The SAMW president is particularly concerned that any livestock-related decisions reached in Brussels, as part of the current CAP Health Check, take full account of recent reductions in breeding stock numbers in the UK and the impact that such reductions might have on future meat supplies and prices.
Speaking last week, he challenged the retail end of the meat chain to respond to the current increases in cattle prices by delivering increased returns for quality product.
"While this week's pedigree beef sales in Perth continue to highlight the traditional strengths of Scotland's breeding base, the reality of declining commercial cow numbers must be addressed as a matter of urgency if we're to retain our place in both the domestic and international marketplace," he said.
"The scope for some measure of direct support to be given to selected areas of production certainly exists under EU Article 69, the regulation under which Scotland secured its national beef envelope in 2005.

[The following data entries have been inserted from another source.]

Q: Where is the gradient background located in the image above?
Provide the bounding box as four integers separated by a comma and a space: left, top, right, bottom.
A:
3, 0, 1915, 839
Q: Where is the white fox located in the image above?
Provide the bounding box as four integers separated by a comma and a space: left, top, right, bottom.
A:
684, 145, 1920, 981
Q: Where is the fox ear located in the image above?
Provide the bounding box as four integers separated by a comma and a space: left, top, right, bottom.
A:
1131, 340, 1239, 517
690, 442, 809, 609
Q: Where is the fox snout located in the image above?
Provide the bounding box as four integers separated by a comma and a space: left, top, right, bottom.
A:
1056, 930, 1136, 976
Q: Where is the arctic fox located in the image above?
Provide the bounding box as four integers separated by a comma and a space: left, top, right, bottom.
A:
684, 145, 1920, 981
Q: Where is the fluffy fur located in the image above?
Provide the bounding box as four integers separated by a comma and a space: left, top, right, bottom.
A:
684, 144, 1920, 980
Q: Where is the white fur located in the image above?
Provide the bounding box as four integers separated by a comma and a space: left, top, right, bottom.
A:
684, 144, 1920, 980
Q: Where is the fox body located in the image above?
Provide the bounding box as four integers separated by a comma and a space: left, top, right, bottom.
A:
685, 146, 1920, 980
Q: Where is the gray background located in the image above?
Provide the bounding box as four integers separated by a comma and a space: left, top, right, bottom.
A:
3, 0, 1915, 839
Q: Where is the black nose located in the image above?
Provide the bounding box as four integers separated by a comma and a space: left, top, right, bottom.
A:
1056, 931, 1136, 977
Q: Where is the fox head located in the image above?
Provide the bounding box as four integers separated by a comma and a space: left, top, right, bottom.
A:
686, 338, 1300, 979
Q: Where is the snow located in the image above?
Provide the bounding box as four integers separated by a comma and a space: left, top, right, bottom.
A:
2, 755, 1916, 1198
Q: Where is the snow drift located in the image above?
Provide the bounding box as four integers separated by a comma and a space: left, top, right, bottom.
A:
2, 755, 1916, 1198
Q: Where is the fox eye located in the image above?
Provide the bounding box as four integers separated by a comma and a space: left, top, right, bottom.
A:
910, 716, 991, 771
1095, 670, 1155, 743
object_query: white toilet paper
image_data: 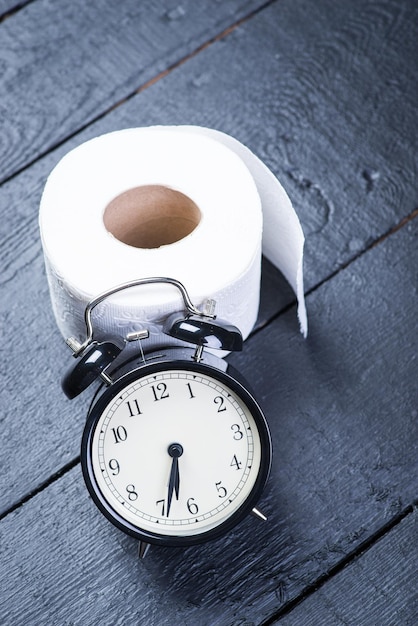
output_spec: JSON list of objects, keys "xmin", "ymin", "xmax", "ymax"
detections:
[{"xmin": 39, "ymin": 126, "xmax": 307, "ymax": 351}]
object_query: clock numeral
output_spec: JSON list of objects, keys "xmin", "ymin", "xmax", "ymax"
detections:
[
  {"xmin": 111, "ymin": 425, "xmax": 127, "ymax": 443},
  {"xmin": 151, "ymin": 382, "xmax": 169, "ymax": 401},
  {"xmin": 126, "ymin": 484, "xmax": 138, "ymax": 501},
  {"xmin": 108, "ymin": 458, "xmax": 120, "ymax": 475},
  {"xmin": 156, "ymin": 498, "xmax": 166, "ymax": 516},
  {"xmin": 126, "ymin": 398, "xmax": 142, "ymax": 417},
  {"xmin": 186, "ymin": 382, "xmax": 195, "ymax": 399},
  {"xmin": 156, "ymin": 497, "xmax": 200, "ymax": 517},
  {"xmin": 187, "ymin": 497, "xmax": 199, "ymax": 515},
  {"xmin": 231, "ymin": 423, "xmax": 243, "ymax": 440},
  {"xmin": 214, "ymin": 395, "xmax": 227, "ymax": 412},
  {"xmin": 230, "ymin": 454, "xmax": 242, "ymax": 471},
  {"xmin": 215, "ymin": 481, "xmax": 228, "ymax": 498}
]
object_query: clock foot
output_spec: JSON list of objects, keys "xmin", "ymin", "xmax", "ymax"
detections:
[
  {"xmin": 138, "ymin": 541, "xmax": 151, "ymax": 559},
  {"xmin": 251, "ymin": 507, "xmax": 267, "ymax": 522}
]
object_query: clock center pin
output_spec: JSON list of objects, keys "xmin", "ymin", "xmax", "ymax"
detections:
[{"xmin": 168, "ymin": 443, "xmax": 184, "ymax": 458}]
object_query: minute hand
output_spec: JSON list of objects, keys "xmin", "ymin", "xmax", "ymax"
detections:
[
  {"xmin": 166, "ymin": 443, "xmax": 183, "ymax": 517},
  {"xmin": 167, "ymin": 457, "xmax": 179, "ymax": 517}
]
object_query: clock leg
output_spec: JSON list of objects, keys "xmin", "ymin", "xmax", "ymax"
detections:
[
  {"xmin": 251, "ymin": 507, "xmax": 267, "ymax": 522},
  {"xmin": 138, "ymin": 540, "xmax": 151, "ymax": 559}
]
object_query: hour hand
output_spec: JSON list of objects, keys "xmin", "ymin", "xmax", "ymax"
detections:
[{"xmin": 166, "ymin": 443, "xmax": 183, "ymax": 517}]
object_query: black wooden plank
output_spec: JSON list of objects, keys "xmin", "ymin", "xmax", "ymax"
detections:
[
  {"xmin": 0, "ymin": 0, "xmax": 413, "ymax": 621},
  {"xmin": 1, "ymin": 0, "xmax": 418, "ymax": 516},
  {"xmin": 115, "ymin": 0, "xmax": 418, "ymax": 294},
  {"xmin": 1, "ymin": 206, "xmax": 417, "ymax": 624},
  {"xmin": 274, "ymin": 510, "xmax": 418, "ymax": 625},
  {"xmin": 0, "ymin": 0, "xmax": 270, "ymax": 184}
]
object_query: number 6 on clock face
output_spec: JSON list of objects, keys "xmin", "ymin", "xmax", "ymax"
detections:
[{"xmin": 81, "ymin": 360, "xmax": 272, "ymax": 547}]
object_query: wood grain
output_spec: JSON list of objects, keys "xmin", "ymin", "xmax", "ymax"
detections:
[
  {"xmin": 274, "ymin": 510, "xmax": 418, "ymax": 625},
  {"xmin": 1, "ymin": 0, "xmax": 417, "ymax": 516},
  {"xmin": 0, "ymin": 0, "xmax": 270, "ymax": 184},
  {"xmin": 1, "ymin": 0, "xmax": 418, "ymax": 622},
  {"xmin": 1, "ymin": 201, "xmax": 418, "ymax": 625},
  {"xmin": 119, "ymin": 0, "xmax": 418, "ymax": 291}
]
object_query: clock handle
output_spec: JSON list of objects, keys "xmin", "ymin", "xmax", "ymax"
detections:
[
  {"xmin": 65, "ymin": 276, "xmax": 215, "ymax": 357},
  {"xmin": 60, "ymin": 277, "xmax": 240, "ymax": 399}
]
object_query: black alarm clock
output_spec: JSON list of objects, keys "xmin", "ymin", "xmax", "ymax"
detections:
[{"xmin": 62, "ymin": 277, "xmax": 272, "ymax": 557}]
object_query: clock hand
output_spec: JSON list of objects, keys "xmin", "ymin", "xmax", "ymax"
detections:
[
  {"xmin": 166, "ymin": 443, "xmax": 183, "ymax": 517},
  {"xmin": 166, "ymin": 456, "xmax": 178, "ymax": 517},
  {"xmin": 174, "ymin": 459, "xmax": 180, "ymax": 500}
]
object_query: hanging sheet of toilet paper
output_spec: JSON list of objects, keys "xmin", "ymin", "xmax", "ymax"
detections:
[{"xmin": 39, "ymin": 126, "xmax": 307, "ymax": 352}]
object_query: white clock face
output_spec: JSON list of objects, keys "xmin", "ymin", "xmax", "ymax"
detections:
[{"xmin": 88, "ymin": 367, "xmax": 265, "ymax": 540}]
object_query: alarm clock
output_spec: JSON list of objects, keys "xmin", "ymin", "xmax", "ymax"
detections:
[{"xmin": 62, "ymin": 277, "xmax": 272, "ymax": 557}]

"Article 69 is also the basis on which several other member states continue to receive targeted support and it's vital that its continued potential in relation to Scottish livestock requirements is explored as part of the Health Check process."
Jess said that SAMW member companies were currently having to deal with tightening supplies of raw materials and rising buying prices, without seeing an equivalent improvement in wholesale or retail values.
"We've already seen the effect of similar retail price resistance in the dairy sector, where a lot of farmers went out of milk before the end-product buyers accepted the need to start paying more," he said.
"Frankly, the increased cattle prices that SAMW member companies are already paying will need to be reflected in an equivalent advance in retail meat values if we're to avoid a repeat of the dairy sector exodus."
Returning to his Health Check theme, Jess added that any further shift in balance between supply and demand in the meat sector could have a massive impact on the marketplace.
"It's vital that those involved in Health Check discussions understand what is at stake before deals are made and national agreements reached," he said.
"At least three Member States have been operating with a degree of coupled livestock support since the completion of the last CAP reform, giving them an advantage over the UK throughout this period.
"We cannot afford a similar poor solution this time around if we're to see this week's breeding investments in Perth realise their potential to the benefit of the whole industry."